At one point there were two multi-stop operators for Dublin to Cork, First Aircoach, operating eight times daily and Bus Eireann operating six times daily in each direction. Because of this nobody else could operate services on such route because of the fact that both licenses were taken up, however operators were free to apply for express versions of this route, but nobody chose to do so.
In late 2011, Aircoach applied for Dublin to Cork non stop operating 17 times per day and were granted a license, and in early 2012, Gobus also applied for a license and were granted one. This meant that both available express licenses were taken and BE were locked out of being able to get their own license for this corridor, and were left with a stopping service previously contained a mixture of end to end customers and those from intermediate Towns, which lost pretty much all of it's end to end customers.
Some months later, Aircoach relinquished their multi-stop licenses, feeling there was far more value in just operating a non stop service, freeing a multi-stop license up, which Dublin Coach later took themselves, serving a different route via different towns/cities between Dublin and Cork than the multi-stop service which was offered by Bus Eireann.
The end result is that BE are left with a service that can no longer attract customers between Dublin and Cork, who have a better, faster and more regular service available to them, and are solely dependent on traffic to/from the intermediate Towns which is not enough for the service to break even. In a lot of cases BE want to cut services like these back to make them more financially viable, however the unions are resistant to this since it will cost jobs.

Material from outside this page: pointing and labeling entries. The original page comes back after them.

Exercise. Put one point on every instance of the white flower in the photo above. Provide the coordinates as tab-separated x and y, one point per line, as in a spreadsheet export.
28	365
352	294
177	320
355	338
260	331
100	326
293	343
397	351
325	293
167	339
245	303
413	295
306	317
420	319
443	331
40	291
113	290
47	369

The problem is that BE in a lot of cases, have gone from being first in a lot of corridors to being third, because other operators have got in non stop or express licenses before BE, and by the time BE applies for a license it is too late since the licenses are already gone. They then lose customers to the new express operators, which has a serious impact on the services viability, but they are unable to restructure the services by reducing frequency as the union will not tolerate any job losses under any circumstances.
Even on the few services where they DO have a good position license wise and have been pro-active in developing their services they are also losing the battle (by a smaller margin) because their salaries are approx 25% higher than the competition so the privates are able to undercut them by a few euro per trip, and again the unions will not tolerate a pay cut or any reduction in terms and conditions of their workers.
Basically there is no one party totally to blame here, it is management who have not developed services at the pace required in the fear of upsetting someone, which has seen more commercially savvy operators spot a niche and exploit this whilst BE are sitting back on their heels, whilst at the same time when that has happened, management have not been able to cut the services back or adjust costs to the new operating environment, through fear of strikes from the union every time service cuts or pay reductions are mentioned.
There has even been some suggestions from unions that Expressway should be granted special dispensation to run services on all routes where they currently don't have one of the two licenses and the company should be given special status, however that will almost certainly result in a legal challenge from the privates, since it is essentially akin to allowing full deregulation for BE services but requiring regulation on private services, which would discourage in any investment from the private sector.